Je me suis pour ma part assez bien accoutumé à cette nouvelle animation en 3Dimension, m'amusant même à retranscrire sur un maximum de plans l'équivalent en animation plus "classique" avec une certaine aisance, ce qui m'a conforté dans l'idée que le film ne s'était pas tant éloigné que ça de "l'esprit Ghibli" (sinon cela m'aurait été impossible, croyez-moi).
Je redoutais que les décors soient vides, choses qui m'aurait été insupportable, mais ce fut dans l'ensemble suffisant pour maintenir une atmosphère crédible et immersive. Je trouve que les critiques sont d'ailleurs bien sévères à l'égard de l'animation et du décor, allant jusqu'à parler de "laideur", chose qui me parait complètement exagéré: j'admets qu'il y'a encore du progrès à faire mais de là à parler de "laideur"... J'aurais compris s'il aurait s'agit d'une unité disharmonieuse, mais ça n'est absolument pas le cas.
J'aimerais également réserver un sort spécial à la bande-son qui, comme à l'image de l'animation, est très atypique mais globalement réussi. On s'éloigne bien évidemment des OST sublimes de Joe Hisaishi pour s'approcher d'un univers musical plus "contemporain", s'efforçant de retranscrire l'atmosphère dans lequel le film s'inscrit. Les liens établit entre les personnages et les musiques sont vraiment essentiels, et forment un plus à prendre en compte: tout ce rapport entre le monde musical et les protagonistes forge une identité singulière et poétique, comptant parmi les meilleures scènes du film. C'est dommage que ce potentiel n'ai pas été davantage exploité.

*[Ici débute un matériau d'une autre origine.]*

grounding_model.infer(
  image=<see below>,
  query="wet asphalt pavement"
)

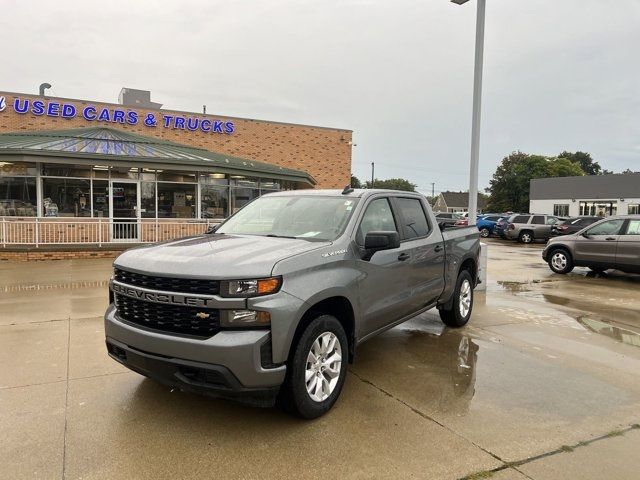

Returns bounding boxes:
[1,240,640,479]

Pour synthétiser, j'ai trouvé ce télé-film très sympathique et relativement sensible à certaines exigences du studio, quoi qu'on ait pu en dire. Néanmoins, il est regrettable d'assister à ces vides scénaristiques béant qui auraient pu porter le film et ses personnages bien au-delà de ce qu'ils sont, et marquer davantage les esprits. Je suis profondément imprégné par les anciens films, l'origine même de ma passion pour le cinéma, et préférerai mille fois revoir les procédés traditionnels, mais je m'efforce d'accueillir cet élan naissant qui mérite qu'on s'y intéresse, et j'espère sincèrement que ce film aura permis la venue de futurs chef-d'oeuvre. J'ai bon espoir, Goro Miyazaki a tout mon insignifiant soutien.